魔王と対峙する青年と男。翼の女と対峙する修道服の娘、軽装の娘。

実力の差は、まだ埋まること無く、青年達は劣勢でした。


息を切らし、反応も鈍くなった青年にとどめを刺そうと剣を振り上げた魔王でしたが…その刃は寸の所で止まります。

そして、ふと空を眺め魔王は呟きました。


「カブの汁物が飲みたくなった」


「「は?」」


一瞬、何を言っているのか分からなかった青年達でしたが、すぐに理解をして絶体絶命の瞬間にも関わらず笑ってしまいました。

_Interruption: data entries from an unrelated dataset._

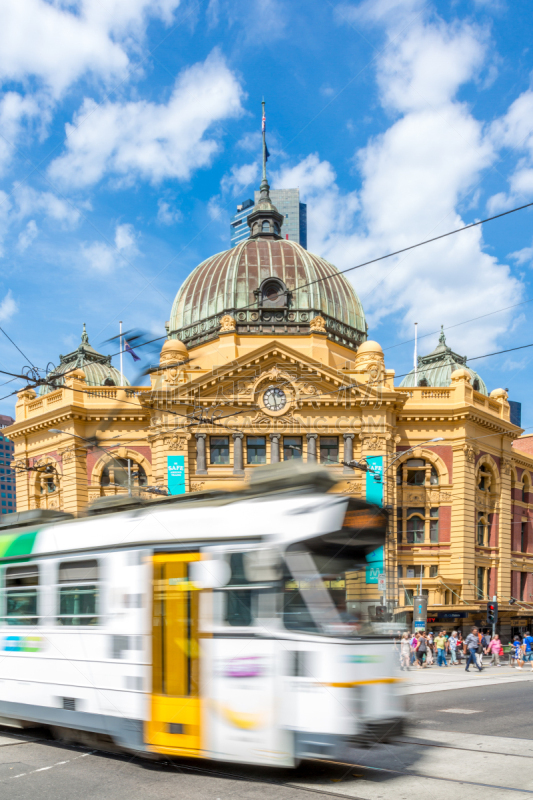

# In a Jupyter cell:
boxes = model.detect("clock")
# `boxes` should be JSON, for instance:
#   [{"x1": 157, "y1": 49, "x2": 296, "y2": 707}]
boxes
[{"x1": 263, "y1": 386, "x2": 287, "y2": 411}]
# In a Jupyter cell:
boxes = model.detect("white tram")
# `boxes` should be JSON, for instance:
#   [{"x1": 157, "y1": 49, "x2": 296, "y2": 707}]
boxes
[{"x1": 0, "y1": 461, "x2": 404, "y2": 767}]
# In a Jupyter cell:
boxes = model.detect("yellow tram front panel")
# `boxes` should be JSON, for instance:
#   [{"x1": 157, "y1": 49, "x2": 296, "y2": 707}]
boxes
[{"x1": 146, "y1": 553, "x2": 201, "y2": 756}]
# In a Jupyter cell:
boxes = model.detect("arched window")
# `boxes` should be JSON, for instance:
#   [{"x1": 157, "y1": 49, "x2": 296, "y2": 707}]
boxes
[
  {"x1": 406, "y1": 508, "x2": 425, "y2": 544},
  {"x1": 396, "y1": 458, "x2": 439, "y2": 486},
  {"x1": 100, "y1": 458, "x2": 148, "y2": 488},
  {"x1": 477, "y1": 511, "x2": 488, "y2": 547},
  {"x1": 477, "y1": 464, "x2": 492, "y2": 492}
]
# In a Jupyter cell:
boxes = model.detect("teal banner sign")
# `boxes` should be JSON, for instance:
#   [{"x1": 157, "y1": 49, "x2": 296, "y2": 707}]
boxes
[
  {"x1": 365, "y1": 547, "x2": 383, "y2": 583},
  {"x1": 366, "y1": 456, "x2": 383, "y2": 506},
  {"x1": 167, "y1": 456, "x2": 185, "y2": 494}
]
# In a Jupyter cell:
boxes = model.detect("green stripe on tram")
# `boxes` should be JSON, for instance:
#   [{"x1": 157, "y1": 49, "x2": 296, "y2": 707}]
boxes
[{"x1": 0, "y1": 531, "x2": 39, "y2": 559}]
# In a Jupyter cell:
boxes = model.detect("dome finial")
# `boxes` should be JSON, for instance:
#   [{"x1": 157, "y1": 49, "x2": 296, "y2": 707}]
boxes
[{"x1": 259, "y1": 99, "x2": 270, "y2": 200}]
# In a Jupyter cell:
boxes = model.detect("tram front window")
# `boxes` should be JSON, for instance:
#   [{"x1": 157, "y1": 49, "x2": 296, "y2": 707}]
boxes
[{"x1": 282, "y1": 549, "x2": 388, "y2": 636}]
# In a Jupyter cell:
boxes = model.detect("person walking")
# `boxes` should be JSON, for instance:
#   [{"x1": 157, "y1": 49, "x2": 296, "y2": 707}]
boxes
[
  {"x1": 463, "y1": 628, "x2": 483, "y2": 672},
  {"x1": 426, "y1": 631, "x2": 435, "y2": 667},
  {"x1": 522, "y1": 631, "x2": 533, "y2": 672},
  {"x1": 400, "y1": 633, "x2": 411, "y2": 671},
  {"x1": 455, "y1": 631, "x2": 464, "y2": 664},
  {"x1": 448, "y1": 631, "x2": 458, "y2": 664},
  {"x1": 512, "y1": 636, "x2": 524, "y2": 669},
  {"x1": 485, "y1": 633, "x2": 502, "y2": 667},
  {"x1": 416, "y1": 631, "x2": 427, "y2": 669},
  {"x1": 435, "y1": 631, "x2": 448, "y2": 667}
]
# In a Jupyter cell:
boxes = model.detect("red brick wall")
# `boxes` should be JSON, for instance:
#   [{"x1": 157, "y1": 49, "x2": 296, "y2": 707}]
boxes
[
  {"x1": 511, "y1": 507, "x2": 522, "y2": 551},
  {"x1": 439, "y1": 506, "x2": 452, "y2": 542},
  {"x1": 489, "y1": 567, "x2": 498, "y2": 597},
  {"x1": 511, "y1": 569, "x2": 520, "y2": 600},
  {"x1": 489, "y1": 514, "x2": 500, "y2": 548}
]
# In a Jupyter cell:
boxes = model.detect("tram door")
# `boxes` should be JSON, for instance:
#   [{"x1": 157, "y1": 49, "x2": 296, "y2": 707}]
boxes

その呟きを聞き取っていた翼の女は呆れ、娘達も唖然としています。


「行くんですか?」


「どうせ、今のままなら何時でも殺れる事は変わらん。

それよりもアレが食いたい。

行くぞ。老体がくたばってしまっては食えん。ついでに赤鬼も回収する」


「仰せのままに魔王様。

…それで、貴女達はどうするの?」


「え…トドメを刺さないの?」


「惚れた男が言うのだもの。ある程度は聞いてあげたくなるのよ。

こんな突拍子も無い我儘もね」


言い終えると、既にドラゴンへと姿を変えた魔王の背に乗る翼の女。

翼の女からの言葉はなく、視線だけでどうするのか聞いてくる。


「ど、どうしようか…」


相も変わらず突然の流れに困惑する青年でしたが、男が魔王へと近寄り聞きました。


「俺も良いか?」


「ククッ…好きにしろ」


男の問いに鎌首を下げ乗りやすい様にする魔王。男は、そのまま首から背へと移動する…前に、視線を修道服の娘へと向けました。


「あっ…えっと…わ、私も久々に行きたいのですが…どうでしょう」


尻すぼみになりながらも自分の意思を告げてくる修道服の娘を、軽装の娘は軽く背を魔王の方へと押します。

それだけで、ととっと移動して魔王へと近づいた修道服の娘の前に、少し大きな手が伸びてきました。


「行こうか」


「はい!」


男の手を嬉しそうに握り、一緒に魔王の背に乗る修道服の娘。

その様子を見た青年は嬉しそうに微笑み、自分の手を軽装の娘へと差し出しました。


「僕達も行こうか」


「ふふっ…今の貴方じゃ私を支えられないわよ」


満身創痍に近い青年の手を優しく握り返して、支える様に魔王の背へと乗る二人。


「もういいか?もういいな?では、行こうか」


返答を聞く間も無く、魔王は自慢の翼を広げ天高く飛び上がりました。


-


魔王の背で回復魔法を受け、青年と男がある程度回復した辺りで目的地へと付きました。

道中で鬼も回収しようとしたのですが、少し探しても鬼の姿はなく、諦めておじいさんの家へ向かうことに。

鬼が居なかったことで、一番ショックを受けた男でしたが…おじいさんの家の畑で見えた巨体が見えてすぐにそっちの気持ちも回復します。


「ナンダ。客人カ来タノカ」


「クハハ、貴様もだろう?」


「オレハ、定期的ニ手伝イニ来テイル」


鬼は数回会話をした後に、家で色々と準備をしているおじいさんとおばあさんへ魔王達が来たことを伝えに行きました。

その事を聞いたおじいさんとおばあさんは、ふぉふぉふぉあらあらと、今日も賑やかになりそうだと笑うのでした。

蛇足


「そういえばおじいさん」


「なんじゃ?ゆう坊」


「あのカブ、魔法とかで抜いちゃダメだったんですか?」


「下手に魔法使うと、もしかしたらカブに傷がついてしまうかもしれんじゃろ?」


「あぁ…確かに」



終了。




ここまで読んでくださってありがとうございました。

難しいですね、こう…民話風に書くのって。カブの大きさ表現も甘々ですし…。


なんかカブ以外の話が多くて、どんなの書きたかったの?って言われても、やたらでかいカブ抜きたかった。としか言えません。


また懲りずに、なんか童話なり民話なりで思いついたら書きたいなぁとか思ってます。